PagerDuty’s breadth of contact methods and monitoring tool integrations allows Evernote to rest confident that all alerts reach the right contact. “PagerDuty gives individual engineers the ability to establish how they would like to be notified,” states Rodriguez. “So if you’re a sound sleeper, you can have PagerDuty call you, or your house, immediately after an incident occurs rather than receiving an email. PagerDuty makes sure the correct people are always contacted.” With PagerDuty, Evernote employees can determine for themselves how they will be contacted— by email, SMS, phone, and iOS or Android push notifications— and at what time intervals they want to be contacted. When something goes down, PagerDuty wakes Evernote up.

PagerDuty also makes scheduling changes easy for Evernote. PagerDuty’s calendar clearly displays employees on call, how they can be reached, and the escalation policies if there is no response from the original on-call engineer.

“PagerDuty has made my life easier because I no longer need to manage on-call rotations … I don’t need to think about who to contact.” – Gerardo López-Fernández, Operations Architect

PagerDuty’s on-call schedule ensures the right engineers respond to alerts, which gives Evernote engineers peace of mind that they will only be contacted when an incident requires their specific action. “With other monitoring systems alone, you could be on the road and get a page and be unable to do anything about it,” Rodriguez says. “The system would then wake up the entire team. PagerDuty’s ability to acknowledge and escalate the alert via mobile device is essential, so these situations don’t hurt us.”
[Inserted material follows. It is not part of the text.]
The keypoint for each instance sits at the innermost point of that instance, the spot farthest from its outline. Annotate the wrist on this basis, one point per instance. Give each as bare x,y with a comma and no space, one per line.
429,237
“PagerDuty gets rid of the complexity that came from having multiple diagnostic systems contacting me. With PagerDuty, I do not get spammed with unnecessary alerts, even internationally.” – López-Fernández

PagerDuty lets Evernote use multiple on-call schedules for each team within the company. Evernote takes advantage of this feature by using one on-call schedule for its systems administrators and one for its management team. If an incident occurs that requires action from a manager rather than a sysadmin, PagerDuty makes sure the right person gets contacted. Should an emergency arise, PagerDuty is there to make the lives of Evernote’s engineers less agonizing.